The main purpose of these extra ingredients are to create a "flux" which mixes with the sample. This flux lowers the melting point of the mixture (mainly required for the metal oxide impurities) and imparts a homogeneous fluidity.

A small amount of carbon is added causing some of the lithard to be oxidized to lead and sink to the bottom of the melt along with any silver. Gold platinum and palladium in the melt will then drift into the lead-silver alloy at the bottom, while the impurities are collected into the liquid slag. The reactions here are complex and much of it has not been theoretically mapped out, but the basic principle is that the hot PbO is very oxidizing, and the slag is very soluble to metal oxides, so anything not a precious metal will tend to be oxidized and drift into the slag. In addition, most precious metals exhibit a good affinity for lead by themselves, and even the ones which do not will be dense enough to sink into the pool at the bottom, forming a mechanical mixture.

The melt is added to a mold and allowed to cool, then the glassy slag separates cleanly by tapping with a small hammer, leaving a lead button.

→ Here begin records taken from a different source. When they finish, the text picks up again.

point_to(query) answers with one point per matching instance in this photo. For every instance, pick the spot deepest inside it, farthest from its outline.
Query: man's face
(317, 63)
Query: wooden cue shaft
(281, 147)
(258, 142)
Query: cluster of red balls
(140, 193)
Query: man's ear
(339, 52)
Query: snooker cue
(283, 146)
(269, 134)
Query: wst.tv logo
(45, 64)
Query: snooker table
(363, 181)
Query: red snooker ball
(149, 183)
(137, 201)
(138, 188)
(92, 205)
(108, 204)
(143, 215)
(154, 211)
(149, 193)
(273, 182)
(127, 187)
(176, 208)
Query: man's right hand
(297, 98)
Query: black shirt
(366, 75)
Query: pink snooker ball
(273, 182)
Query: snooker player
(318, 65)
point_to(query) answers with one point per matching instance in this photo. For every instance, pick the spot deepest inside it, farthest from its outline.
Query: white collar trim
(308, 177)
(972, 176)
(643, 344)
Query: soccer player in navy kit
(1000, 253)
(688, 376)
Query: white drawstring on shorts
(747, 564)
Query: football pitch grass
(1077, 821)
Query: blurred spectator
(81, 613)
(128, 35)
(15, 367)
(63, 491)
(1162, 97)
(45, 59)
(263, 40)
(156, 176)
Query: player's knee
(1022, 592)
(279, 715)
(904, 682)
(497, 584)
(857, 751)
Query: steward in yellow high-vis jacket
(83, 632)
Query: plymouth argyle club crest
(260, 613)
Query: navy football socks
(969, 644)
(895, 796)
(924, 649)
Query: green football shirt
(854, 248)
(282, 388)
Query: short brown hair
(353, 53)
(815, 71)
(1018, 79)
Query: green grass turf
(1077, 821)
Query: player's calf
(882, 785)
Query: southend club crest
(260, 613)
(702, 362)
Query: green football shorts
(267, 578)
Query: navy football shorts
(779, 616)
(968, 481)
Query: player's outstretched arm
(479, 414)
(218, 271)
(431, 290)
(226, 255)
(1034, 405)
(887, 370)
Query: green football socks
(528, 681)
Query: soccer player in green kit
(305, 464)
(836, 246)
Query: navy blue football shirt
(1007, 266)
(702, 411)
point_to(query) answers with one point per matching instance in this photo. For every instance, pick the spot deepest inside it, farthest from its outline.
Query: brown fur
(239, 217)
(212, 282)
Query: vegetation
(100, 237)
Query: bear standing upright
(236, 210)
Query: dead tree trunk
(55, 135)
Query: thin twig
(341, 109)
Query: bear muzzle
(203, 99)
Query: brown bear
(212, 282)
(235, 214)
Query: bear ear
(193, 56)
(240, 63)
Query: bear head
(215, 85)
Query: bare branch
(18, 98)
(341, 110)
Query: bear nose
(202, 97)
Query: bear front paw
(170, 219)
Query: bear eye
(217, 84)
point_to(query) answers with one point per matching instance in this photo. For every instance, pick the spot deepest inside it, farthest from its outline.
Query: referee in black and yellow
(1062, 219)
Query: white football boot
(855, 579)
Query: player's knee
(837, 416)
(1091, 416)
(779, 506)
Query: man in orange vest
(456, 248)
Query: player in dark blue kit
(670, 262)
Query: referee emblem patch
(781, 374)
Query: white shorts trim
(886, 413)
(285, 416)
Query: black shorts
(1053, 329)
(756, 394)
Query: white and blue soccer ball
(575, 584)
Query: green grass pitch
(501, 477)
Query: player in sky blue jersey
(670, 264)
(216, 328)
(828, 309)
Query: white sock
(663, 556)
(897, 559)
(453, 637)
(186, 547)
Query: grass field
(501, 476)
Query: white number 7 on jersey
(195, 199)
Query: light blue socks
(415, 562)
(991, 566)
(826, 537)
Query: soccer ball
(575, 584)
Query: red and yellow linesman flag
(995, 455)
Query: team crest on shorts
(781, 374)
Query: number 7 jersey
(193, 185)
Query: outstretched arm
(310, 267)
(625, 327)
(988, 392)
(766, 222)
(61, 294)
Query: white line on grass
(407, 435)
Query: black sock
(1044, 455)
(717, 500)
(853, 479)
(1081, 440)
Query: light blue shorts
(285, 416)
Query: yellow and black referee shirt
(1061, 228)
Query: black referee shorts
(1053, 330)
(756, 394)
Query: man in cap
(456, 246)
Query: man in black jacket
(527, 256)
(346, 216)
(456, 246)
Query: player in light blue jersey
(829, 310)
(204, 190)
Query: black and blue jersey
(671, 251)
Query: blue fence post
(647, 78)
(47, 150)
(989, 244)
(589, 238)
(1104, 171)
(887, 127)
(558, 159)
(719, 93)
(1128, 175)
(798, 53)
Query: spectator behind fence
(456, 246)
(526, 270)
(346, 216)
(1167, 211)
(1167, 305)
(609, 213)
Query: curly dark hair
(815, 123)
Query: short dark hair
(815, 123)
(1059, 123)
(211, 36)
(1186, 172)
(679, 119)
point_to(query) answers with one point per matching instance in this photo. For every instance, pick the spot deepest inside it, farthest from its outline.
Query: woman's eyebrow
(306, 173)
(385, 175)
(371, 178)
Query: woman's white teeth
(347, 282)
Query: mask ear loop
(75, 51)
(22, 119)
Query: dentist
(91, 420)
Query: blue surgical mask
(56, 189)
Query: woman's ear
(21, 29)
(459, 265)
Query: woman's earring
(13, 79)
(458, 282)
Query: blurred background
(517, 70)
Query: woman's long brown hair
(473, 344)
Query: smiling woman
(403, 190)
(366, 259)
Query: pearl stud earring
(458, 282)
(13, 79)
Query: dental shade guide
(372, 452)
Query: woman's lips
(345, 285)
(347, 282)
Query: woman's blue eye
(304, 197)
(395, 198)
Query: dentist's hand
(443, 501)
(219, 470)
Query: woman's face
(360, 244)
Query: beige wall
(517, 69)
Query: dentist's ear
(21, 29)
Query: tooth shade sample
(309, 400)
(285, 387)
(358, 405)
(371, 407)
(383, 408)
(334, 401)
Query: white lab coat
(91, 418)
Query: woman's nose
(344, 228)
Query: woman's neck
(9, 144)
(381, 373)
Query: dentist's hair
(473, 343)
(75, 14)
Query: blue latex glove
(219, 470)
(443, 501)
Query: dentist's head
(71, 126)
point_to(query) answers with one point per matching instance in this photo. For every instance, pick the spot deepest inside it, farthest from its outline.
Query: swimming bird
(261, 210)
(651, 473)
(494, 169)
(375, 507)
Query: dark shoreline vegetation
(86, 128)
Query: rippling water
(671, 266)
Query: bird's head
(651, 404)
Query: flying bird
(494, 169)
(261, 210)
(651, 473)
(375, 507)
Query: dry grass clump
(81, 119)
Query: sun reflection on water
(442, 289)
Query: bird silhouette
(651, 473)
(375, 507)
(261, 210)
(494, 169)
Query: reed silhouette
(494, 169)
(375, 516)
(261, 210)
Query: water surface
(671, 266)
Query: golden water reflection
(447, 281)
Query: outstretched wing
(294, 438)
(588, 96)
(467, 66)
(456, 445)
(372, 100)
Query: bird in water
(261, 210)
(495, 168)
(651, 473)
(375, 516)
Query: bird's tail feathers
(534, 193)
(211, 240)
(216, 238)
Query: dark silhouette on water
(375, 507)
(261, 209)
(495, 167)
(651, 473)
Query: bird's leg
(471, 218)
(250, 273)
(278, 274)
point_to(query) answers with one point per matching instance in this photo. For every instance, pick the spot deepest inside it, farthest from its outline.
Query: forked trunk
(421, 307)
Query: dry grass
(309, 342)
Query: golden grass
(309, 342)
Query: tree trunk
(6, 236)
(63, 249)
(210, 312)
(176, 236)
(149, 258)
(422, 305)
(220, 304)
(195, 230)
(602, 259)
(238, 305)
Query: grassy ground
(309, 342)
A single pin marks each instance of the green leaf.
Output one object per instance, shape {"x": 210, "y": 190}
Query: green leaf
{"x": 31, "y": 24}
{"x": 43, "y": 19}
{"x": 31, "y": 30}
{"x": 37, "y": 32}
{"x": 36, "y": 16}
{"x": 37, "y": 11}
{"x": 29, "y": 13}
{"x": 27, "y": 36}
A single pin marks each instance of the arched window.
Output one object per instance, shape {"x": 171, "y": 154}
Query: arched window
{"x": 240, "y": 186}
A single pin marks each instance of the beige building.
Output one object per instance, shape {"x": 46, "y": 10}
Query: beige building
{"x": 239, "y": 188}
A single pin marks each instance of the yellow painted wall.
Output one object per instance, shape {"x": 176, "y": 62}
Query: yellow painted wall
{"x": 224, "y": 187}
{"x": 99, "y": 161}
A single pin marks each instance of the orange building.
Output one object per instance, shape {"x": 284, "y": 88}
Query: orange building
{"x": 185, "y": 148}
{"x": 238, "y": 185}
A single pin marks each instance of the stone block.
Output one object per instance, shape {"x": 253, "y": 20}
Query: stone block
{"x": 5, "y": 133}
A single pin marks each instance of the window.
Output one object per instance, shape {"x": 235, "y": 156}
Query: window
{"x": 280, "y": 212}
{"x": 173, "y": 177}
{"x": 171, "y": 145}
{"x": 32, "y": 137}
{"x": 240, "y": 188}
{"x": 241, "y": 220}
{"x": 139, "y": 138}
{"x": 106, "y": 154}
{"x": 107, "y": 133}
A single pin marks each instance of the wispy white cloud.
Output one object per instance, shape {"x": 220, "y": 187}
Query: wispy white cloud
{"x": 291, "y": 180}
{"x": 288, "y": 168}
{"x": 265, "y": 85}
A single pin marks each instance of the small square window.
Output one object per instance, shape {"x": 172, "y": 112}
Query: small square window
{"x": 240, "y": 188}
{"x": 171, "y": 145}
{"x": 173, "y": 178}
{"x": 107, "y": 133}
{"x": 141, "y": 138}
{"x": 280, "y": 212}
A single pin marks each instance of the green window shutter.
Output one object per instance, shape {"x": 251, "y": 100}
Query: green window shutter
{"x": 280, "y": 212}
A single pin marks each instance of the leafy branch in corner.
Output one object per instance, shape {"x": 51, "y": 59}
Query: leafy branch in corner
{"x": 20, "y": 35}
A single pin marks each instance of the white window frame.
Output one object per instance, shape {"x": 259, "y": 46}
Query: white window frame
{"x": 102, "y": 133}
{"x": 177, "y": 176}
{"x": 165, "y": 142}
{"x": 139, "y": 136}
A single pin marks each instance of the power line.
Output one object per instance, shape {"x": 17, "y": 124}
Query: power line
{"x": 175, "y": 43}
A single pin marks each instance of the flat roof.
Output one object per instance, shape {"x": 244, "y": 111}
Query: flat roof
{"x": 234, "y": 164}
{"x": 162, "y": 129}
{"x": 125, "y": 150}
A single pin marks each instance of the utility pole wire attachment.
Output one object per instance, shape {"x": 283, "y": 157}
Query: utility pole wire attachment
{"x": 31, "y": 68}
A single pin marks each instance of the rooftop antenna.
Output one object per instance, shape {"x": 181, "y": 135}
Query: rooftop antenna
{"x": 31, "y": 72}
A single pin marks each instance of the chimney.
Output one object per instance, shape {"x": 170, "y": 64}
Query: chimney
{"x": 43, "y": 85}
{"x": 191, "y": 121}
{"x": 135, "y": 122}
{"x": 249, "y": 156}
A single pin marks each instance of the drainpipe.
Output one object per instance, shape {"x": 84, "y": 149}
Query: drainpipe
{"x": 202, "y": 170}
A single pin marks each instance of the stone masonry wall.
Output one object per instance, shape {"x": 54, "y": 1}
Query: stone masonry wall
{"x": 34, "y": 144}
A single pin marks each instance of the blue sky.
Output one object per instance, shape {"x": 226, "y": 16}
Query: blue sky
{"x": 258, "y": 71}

Cupellation:  The lead button is placed inside a cupel, which is a crucible made of pourous bone ash or magnesia. When heated to about 800-1000° C in air, the molten lead is oxidized back to PbO which then melts and is drawn into the cupel by capilliary action, leaving a small bead (called a dore bead) of precious metal. Cupels are rated by the grams of lead oxide they will absorb.



Analysis: The dore bead can be analyzed directly, or the silver can first be separated using nitric acid, dissolving the silver as silver nitrate. Separating the metals allows gravimetric analysis. The most common analytical method used today is AA (Atomic absorption spectroscropy). Other methods used are ICP (Inductively coupled plasma atomic emission spectroscopy), ICP/MS (Inductively coupled plasma mass spectroscopy) or for very low concentrations, INAA (Instrumental Neutron Activation Analysis).